The tower was listed as one of 149 federal-contract towers that the FAA will not fund after June 15 due to widespread federal budget cuts known as the “sequester.” The airport board decided at its meeting last week that it would fund the air traffic control tower for 30 days after the tower loses funding on June 15, with further funding to be discussed at a future meeting.
Airport Manager Rick Baird stated at the airport board’s meeting that it would cost about $200,000 to keep the air traffic control tower running through the summer, money that would come from operating reserves. Baird cautioned that funding the tower from reserves would not be a viable long-term solution, however.
Board spokeswoman Candice Pate said this week that the board is still pursuing litigation to keep the tower open, but that the authority is “pleased” to announce that Idaho’s congressional delegation is co-sponsoring legislation in both the House of Representatives and the Senate to keep air traffic control towers from closing across the nation.

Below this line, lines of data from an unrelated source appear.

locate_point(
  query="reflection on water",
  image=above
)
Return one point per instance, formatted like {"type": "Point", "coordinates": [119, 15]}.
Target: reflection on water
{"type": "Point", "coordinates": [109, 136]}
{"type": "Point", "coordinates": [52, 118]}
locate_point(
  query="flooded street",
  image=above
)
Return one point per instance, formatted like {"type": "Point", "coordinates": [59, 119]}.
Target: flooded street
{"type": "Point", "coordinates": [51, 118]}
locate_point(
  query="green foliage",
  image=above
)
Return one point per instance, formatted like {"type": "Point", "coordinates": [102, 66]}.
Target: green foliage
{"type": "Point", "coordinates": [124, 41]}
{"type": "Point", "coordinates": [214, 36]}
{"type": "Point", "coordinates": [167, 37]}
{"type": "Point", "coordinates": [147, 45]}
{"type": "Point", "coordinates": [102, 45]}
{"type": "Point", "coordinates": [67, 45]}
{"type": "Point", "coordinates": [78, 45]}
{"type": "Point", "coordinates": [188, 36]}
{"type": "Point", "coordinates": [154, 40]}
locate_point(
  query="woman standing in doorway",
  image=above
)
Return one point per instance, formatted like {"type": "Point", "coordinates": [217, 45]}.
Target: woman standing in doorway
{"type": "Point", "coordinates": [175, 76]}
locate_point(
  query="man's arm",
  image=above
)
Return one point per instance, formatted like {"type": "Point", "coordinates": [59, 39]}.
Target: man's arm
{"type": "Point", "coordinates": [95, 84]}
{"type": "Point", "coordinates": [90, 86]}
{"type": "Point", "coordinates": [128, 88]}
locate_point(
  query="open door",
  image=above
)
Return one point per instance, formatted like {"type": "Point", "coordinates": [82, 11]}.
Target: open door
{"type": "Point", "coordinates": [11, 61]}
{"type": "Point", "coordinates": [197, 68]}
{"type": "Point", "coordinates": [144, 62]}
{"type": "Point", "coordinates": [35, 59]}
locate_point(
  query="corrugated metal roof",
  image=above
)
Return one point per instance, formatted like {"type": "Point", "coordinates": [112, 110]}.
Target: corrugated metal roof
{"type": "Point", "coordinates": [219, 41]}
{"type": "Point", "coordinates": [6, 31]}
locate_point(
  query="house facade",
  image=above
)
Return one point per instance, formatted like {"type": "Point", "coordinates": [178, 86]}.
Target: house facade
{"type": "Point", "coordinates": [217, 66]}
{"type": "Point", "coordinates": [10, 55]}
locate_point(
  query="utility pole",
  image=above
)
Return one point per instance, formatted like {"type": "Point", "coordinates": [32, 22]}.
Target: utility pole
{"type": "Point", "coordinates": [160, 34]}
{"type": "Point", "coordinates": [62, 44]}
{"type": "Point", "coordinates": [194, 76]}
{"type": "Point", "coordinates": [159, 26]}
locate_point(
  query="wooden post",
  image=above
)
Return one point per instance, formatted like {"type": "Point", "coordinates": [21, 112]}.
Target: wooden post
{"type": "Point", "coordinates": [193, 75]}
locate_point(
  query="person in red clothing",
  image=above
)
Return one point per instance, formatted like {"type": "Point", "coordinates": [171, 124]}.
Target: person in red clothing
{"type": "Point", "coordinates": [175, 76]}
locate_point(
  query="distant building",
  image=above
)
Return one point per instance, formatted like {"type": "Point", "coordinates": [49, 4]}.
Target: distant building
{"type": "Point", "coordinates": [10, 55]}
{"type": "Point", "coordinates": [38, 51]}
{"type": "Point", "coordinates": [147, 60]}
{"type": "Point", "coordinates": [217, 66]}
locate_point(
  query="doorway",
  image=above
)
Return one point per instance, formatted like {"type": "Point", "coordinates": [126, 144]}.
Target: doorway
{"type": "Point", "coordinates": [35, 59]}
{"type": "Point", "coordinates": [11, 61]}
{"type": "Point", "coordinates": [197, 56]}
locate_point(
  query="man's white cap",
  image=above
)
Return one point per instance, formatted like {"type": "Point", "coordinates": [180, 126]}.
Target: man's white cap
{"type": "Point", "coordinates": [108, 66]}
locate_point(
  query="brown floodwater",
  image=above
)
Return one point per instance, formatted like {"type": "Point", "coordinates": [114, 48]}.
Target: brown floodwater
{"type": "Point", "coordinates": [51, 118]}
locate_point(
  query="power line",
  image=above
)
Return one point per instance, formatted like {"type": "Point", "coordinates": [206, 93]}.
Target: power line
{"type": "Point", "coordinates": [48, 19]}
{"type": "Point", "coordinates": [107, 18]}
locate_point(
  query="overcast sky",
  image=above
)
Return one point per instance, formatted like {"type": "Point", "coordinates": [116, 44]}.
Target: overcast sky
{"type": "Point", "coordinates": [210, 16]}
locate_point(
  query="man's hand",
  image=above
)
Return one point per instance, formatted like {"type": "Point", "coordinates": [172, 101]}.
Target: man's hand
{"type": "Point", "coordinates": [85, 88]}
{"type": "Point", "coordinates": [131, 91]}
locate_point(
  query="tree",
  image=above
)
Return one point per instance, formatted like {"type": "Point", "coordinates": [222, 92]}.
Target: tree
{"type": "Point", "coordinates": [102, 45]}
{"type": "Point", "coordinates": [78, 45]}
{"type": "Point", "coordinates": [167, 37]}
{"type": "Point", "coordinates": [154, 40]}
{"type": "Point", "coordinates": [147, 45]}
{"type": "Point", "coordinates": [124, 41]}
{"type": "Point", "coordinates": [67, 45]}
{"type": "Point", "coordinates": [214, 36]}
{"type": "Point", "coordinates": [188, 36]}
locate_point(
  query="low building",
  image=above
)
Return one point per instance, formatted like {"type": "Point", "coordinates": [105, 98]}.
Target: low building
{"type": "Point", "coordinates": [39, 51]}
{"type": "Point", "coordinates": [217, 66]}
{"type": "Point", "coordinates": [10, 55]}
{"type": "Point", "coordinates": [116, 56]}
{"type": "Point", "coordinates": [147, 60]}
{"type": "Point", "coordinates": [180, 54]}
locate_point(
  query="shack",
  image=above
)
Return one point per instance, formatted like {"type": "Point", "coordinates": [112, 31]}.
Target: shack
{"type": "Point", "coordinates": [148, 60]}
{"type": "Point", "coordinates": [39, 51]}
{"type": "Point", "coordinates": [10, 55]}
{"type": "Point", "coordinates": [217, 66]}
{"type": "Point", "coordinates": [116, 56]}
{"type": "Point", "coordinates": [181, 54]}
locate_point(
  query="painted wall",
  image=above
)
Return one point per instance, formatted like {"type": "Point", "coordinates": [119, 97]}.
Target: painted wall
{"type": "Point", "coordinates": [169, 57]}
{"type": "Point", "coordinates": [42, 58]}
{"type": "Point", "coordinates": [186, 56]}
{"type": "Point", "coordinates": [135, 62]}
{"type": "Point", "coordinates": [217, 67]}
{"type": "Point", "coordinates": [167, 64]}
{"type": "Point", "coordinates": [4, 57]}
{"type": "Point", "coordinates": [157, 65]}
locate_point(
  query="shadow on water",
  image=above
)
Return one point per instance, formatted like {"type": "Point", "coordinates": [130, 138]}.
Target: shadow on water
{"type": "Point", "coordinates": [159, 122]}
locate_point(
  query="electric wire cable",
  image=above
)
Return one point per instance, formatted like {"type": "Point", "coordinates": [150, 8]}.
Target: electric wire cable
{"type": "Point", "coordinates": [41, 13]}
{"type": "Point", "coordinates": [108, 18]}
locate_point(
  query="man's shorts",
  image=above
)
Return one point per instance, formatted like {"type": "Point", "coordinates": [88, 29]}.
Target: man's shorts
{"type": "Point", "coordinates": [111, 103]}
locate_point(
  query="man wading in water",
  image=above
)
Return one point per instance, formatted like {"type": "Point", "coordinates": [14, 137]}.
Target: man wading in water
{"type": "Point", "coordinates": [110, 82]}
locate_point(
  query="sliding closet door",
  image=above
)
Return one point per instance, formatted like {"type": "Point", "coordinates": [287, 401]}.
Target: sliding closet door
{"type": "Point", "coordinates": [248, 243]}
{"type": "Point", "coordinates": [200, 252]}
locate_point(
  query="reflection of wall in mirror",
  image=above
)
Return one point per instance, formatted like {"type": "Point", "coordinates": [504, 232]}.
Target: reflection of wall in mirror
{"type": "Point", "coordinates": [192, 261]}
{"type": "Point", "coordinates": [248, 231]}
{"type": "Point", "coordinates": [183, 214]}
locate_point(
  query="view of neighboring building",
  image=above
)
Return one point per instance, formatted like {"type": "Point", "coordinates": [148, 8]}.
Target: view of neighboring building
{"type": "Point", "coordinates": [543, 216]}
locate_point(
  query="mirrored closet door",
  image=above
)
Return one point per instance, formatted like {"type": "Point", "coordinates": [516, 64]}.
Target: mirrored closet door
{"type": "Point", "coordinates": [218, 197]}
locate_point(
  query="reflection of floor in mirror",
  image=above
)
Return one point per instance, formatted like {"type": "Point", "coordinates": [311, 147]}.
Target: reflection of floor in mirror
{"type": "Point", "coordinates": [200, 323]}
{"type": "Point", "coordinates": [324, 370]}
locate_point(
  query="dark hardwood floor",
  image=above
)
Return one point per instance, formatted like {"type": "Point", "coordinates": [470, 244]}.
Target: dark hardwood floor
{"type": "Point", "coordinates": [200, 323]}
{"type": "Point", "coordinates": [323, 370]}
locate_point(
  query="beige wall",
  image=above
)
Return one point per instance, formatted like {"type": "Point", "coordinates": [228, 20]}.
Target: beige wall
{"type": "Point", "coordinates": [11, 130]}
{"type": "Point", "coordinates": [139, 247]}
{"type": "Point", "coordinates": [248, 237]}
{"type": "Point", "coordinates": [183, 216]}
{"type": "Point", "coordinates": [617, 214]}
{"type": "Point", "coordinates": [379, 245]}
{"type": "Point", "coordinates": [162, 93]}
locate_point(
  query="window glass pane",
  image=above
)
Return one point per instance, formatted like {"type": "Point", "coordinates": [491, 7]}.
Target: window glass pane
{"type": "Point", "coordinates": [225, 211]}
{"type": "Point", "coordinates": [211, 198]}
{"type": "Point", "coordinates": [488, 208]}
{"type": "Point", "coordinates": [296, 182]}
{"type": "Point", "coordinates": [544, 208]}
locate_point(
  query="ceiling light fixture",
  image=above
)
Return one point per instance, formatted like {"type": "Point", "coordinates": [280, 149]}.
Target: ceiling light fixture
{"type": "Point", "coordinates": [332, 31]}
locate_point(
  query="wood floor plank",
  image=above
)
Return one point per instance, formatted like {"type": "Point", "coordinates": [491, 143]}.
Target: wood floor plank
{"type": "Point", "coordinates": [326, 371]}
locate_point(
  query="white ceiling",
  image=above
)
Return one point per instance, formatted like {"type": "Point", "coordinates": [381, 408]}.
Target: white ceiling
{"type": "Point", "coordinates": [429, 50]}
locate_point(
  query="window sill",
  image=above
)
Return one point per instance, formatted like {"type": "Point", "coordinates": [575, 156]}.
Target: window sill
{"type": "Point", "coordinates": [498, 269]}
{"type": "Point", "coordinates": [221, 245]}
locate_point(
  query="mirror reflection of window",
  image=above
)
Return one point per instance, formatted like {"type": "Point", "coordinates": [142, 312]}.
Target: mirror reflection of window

The Protect Our Skies Act was introduced in the Senate on April 9. The act itself is relatively simple, clearly stating that “the Administrator of the Federal Aviation Administration may not, during fiscal year 2013 or 2014, suspend or terminate the operation of any air traffic control tower in operation on March 1, 2013.”
The bill goes on to say that if any air traffic control towers have been closed between March 1 and when the act is signed into law, the FAA must provide for resumption of the operation of the tower as soon as possible.
The bill was originally sponsored by U.S. Sens. Jerry Moran, R-Kan., and Richard Blumenthal, D-Conn.
“The fight to protect FAA contract towers has brought together a bipartisan coalition of senators committed to finding more responsible ways to cut spending than by compromising safety,” Moran said in a news release on Tuesday. “The simple fact that the FAA is able to delay the closures until June shows that the agency’s financial state is not as dire as initially projected.”
The FAA originally proposed closing towers as early as April 7, a date that was later pushed to May 5 for the tower in Hailey. The agency announced on April 5 that it would delay cutting funding until June 15, in order to allow administrators to sort out “multiple legal challenges” to the funding cuts.
Of the 30 co-sponsors to the bill, two of them are Idaho Republican senators Jim Risch and Mike Crapo. Risch and Crapo join 17 Democrats and 12 other Republicans in co-sponsoring the bill, including Sen. Marco Rubio, R-Fla., and Sen. Al Franken, D-Minn.
Rep. Mike Simpson, R-Idaho, has co-sponsored similar legislation in the House. The Senate version of the Protect Our Skies Act was referred to the Senate Committee on Commerce, Science and Transportation last week.
The House version, known as the Air Traffic Control Tower Funding Restoration Act, was introduced by Rep. Tom Cotton, R-Ark., on April 8 and has since been sent to the House Appropriations Committee.
Pate said Sun Valley Co., Marketron, Fly Sun Valley Alliance, Atlantic Aviation, Sustain Blaine, the Wood River Economic Partnership, the Blaine County Pilots Association and other local businesses and organizations have been lobbying the congressional delegation to support air traffic control tower funding.
“The battle is not over,” she said in a news release. “The board continues to demonstrate their commitment to keeping the tower open.”